I truly believe we are living a flashpoint moment. The idea of addressing systemic changes within society requires mobilization and action by young people of various cultures and ethnic groups, and yes, white people are crucial to this movement. My student was letting me know the American white mind is awakening. However, in this woke state, M added, "I recognize it should not be the job of black people in America to teach white people about systemic racism and how it has fueled the issues of police brutality and our corrupt criminal justice system." This is the reflection of an awakening mind filled with fire and passion, ready to dismantle the old power structures in search of something more equitable for us as human beings.
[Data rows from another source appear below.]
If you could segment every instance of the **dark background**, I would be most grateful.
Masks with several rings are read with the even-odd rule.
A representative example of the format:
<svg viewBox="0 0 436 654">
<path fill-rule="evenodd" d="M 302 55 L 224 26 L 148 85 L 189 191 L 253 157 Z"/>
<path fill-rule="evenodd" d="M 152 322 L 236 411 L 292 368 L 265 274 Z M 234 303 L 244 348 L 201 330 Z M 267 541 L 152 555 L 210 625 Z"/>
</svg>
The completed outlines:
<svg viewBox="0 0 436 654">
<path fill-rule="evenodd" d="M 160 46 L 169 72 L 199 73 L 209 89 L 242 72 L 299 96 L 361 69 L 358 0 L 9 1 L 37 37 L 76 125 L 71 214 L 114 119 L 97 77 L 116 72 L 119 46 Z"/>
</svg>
M has read several critical and creative texts on the Black experience and the effects of racism on a society, allowing her to formulate an opinion rooted in understanding. M has listened deeply to the experiences of those who consistently feel a never-ending pain inflicted by the original sin of slavery. It is apparent that M holds on to the quote I frequently use in class by the poet/writer Audre Lorde, which emphatically asserts, "Your silence will not save you." Between M's freshman and senior year, years that have allowed the killing of unarmed Black people to be displayed through national media outlets — a transformation — an awakening took place. Unwittingly, through her correspondence, M was informing her former professor that we are living in what James Baldwin described as "the fire next time" — and the time is now if the American experiment is to succeed.

By Randall Horton

Randall Horton is the author of "{#289-128}: Poems," which received the 2021 American Book Award; "Dead Weight: A Memoir in Essays;" "Hook: A Memoir," which received the Great Lakes College Association 2017 Award for Creative Nonfiction; and three additional poetry collections. The recipient of a National Endowment of the Arts Fellowship in Literature, Horton is a Cave Canem Fellow and a member of the Affrilachian Poets, as well as the experimental performance group Heroes Are Gang Leaders, which received the 2018 American Book Award in Oral Literature. He is the co-creator of Radical Reversal, a poetry/music band dedicated to challenging systemic injustice in the American legal system through the installation of recording studios and creative/performance spaces as well as programming in Department of Correction facilities in the United States. Originally from Birmingham, Alabama, he now resides in New Jersey and is a Professor of English at the University of New Haven.